The study, which was submitted to the pre-print server arXiv last Thursday, generated a corpus of 6.38 billion sentences scraped from the web. It looked at patterns of multi-way parallelism, which describes sets of sentences that are direct translations of one another in three or more languages. It found that most of the internet is translated, as 57.1 percent of the sentences in the corpus were multi-way parallel in at least three languages.
Like all machine learning efforts, machine translation is impacted by human bias, and skews toward languages spoken in the Western world and the Global North. Because of this, the quality of the translations varies wildly, with “low-resource” languages from places like Africa having insufficient training data to produce accurate text.
“In general, we observed that most languages tend to have parallel data in the highest-resource languages,” Dhaliwal told Motherboard in an email. “Sentences are more likely to have translations in French than a low resource language, simply by virtue of there being much more data in French than a low resource language.”
High-resource languages, like English or French, tended to have an average parallelism of 4, meaning that sentences had translational equivalents in three other languages. Low-resource languages, like the African languages Wolof or Xhosa, had an average parallelism of 8.6. Additionally, lower-resource languages tended to have much worse translations.
“We find that highly multi-way parallel translations are significantly lower quality than 2-way parallel translation,” the researchers state in the paper. “The more languages a sentence has been translated into, the lower quality the translations are, suggesting a higher prevalence of machine translation.”
In highly multi-way parallel languages, the study also found a selection bias toward shorter, “more predictable” sentences of between 5-10 words.

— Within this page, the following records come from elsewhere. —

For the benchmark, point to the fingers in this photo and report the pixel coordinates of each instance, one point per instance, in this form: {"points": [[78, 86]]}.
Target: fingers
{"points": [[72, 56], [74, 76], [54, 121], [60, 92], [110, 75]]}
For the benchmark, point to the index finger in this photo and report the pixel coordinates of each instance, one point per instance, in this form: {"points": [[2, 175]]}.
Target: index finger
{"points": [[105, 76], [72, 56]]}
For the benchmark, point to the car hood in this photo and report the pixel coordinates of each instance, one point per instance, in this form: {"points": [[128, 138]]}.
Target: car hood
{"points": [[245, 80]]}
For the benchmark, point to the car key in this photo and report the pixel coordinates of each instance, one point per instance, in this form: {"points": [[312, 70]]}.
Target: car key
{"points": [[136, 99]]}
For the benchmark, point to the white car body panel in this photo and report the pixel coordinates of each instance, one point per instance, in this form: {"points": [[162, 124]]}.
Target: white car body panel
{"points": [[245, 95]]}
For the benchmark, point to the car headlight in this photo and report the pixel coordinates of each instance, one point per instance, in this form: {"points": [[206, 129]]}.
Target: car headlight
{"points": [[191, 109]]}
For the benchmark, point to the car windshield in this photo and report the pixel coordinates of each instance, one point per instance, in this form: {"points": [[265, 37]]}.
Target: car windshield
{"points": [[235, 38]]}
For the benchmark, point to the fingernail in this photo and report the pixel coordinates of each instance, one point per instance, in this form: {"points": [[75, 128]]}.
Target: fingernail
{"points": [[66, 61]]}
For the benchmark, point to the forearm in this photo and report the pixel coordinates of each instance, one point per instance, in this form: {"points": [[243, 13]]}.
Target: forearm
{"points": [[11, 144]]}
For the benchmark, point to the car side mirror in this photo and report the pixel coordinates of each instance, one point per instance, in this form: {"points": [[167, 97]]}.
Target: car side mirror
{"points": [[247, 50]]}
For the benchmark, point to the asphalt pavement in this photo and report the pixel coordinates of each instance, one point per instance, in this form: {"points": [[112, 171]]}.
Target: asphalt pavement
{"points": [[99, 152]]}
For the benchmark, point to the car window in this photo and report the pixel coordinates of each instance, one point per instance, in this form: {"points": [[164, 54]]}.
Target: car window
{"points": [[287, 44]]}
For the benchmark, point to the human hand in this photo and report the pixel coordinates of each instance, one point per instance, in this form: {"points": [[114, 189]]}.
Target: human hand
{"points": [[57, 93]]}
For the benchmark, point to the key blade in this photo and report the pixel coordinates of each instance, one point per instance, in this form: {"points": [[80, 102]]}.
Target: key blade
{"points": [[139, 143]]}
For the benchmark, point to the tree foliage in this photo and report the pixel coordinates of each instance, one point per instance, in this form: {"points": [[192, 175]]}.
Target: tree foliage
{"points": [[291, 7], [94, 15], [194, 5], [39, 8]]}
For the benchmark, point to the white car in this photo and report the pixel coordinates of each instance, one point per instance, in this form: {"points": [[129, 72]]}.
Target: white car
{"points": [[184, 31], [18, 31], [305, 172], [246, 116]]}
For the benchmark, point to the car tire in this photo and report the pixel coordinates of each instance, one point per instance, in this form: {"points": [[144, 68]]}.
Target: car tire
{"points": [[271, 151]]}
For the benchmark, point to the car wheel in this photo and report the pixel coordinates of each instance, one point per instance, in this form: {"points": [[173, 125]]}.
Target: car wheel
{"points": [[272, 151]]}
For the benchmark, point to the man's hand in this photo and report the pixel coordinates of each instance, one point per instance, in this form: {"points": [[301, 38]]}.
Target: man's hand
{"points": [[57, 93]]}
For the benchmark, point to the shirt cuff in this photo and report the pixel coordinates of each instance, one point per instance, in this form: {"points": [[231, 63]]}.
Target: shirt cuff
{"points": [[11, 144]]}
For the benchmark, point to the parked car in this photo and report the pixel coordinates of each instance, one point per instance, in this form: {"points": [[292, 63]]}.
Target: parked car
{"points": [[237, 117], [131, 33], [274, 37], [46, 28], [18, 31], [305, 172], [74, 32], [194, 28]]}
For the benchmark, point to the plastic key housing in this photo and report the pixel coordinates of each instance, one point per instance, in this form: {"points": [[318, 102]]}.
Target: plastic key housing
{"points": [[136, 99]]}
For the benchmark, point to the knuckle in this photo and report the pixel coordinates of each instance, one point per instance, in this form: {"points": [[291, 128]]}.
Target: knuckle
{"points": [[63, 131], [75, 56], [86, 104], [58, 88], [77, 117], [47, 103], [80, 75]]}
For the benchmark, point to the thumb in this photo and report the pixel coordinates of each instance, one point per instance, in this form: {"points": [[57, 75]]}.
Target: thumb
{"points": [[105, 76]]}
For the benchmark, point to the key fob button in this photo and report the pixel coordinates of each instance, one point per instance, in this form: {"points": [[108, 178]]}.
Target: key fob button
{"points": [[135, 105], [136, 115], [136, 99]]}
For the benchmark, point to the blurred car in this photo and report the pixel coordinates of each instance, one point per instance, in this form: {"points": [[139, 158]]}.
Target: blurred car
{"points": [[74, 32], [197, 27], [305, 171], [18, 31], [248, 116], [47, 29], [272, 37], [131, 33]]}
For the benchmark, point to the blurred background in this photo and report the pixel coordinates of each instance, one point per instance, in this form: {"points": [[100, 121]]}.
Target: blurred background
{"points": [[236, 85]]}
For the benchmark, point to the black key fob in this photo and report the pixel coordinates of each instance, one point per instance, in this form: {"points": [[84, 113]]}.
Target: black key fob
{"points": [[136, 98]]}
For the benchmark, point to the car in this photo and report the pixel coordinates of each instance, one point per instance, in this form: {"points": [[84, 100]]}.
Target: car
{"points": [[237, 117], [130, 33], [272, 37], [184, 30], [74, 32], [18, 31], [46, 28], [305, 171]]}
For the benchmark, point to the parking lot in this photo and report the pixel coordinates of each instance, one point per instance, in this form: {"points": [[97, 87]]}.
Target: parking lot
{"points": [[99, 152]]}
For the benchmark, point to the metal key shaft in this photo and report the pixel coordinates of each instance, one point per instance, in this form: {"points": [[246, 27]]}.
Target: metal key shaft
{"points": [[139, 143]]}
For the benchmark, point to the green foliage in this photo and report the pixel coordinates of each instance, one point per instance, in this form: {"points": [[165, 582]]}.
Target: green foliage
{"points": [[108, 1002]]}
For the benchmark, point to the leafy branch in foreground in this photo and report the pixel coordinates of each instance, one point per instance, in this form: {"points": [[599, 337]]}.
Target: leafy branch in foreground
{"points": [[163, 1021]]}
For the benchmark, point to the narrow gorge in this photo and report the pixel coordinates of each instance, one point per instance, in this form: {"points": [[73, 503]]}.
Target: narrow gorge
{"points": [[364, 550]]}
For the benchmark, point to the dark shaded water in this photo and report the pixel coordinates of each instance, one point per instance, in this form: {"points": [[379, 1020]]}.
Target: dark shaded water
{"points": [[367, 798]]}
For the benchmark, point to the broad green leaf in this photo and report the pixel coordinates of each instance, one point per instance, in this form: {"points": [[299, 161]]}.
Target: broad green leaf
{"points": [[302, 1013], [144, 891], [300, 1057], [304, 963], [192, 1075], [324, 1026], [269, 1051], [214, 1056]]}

Because of how short the sentences were, researchers found it difficult to characterize their quality. However, “searching the web for the sentences was enlightening,” the study stated. “The vast majority came from articles that we characterized as low quality, requiring little or no expertise or advance effort to create, on topics like being taken more seriously at work, being careful about your choices, six tips for new boat owners, deciding to be happy, etc.”
The researchers argued that the selection bias toward short sentences from low-quality articles was due to “low quality content (likely produced to generate ad revenue) being translated via MT en masse into many lower resource languages (again likely for the purpose of generating ad revenue). It also suggests that such data originates in English and is translated into other languages.”
This means that a large portion of the internet in lower-resource languages is poorly machine-translated, which poses questions for the development of large language models in those languages, the researchers said.
“Modern AI is enabled by huge amounts of training data, typically several hundred billion tokens to a few trillion tokens,” the study states. “Training at this scale is only possible with web-scraped data. Our findings raise numerous concerns for multilingual model builders: Fluency (especially across sentences) and accuracy are lower for MT data, which could produce less fluent models with more hallucinations, and the selection bias indicates the data may be of lower quality, even before considering MT errors.”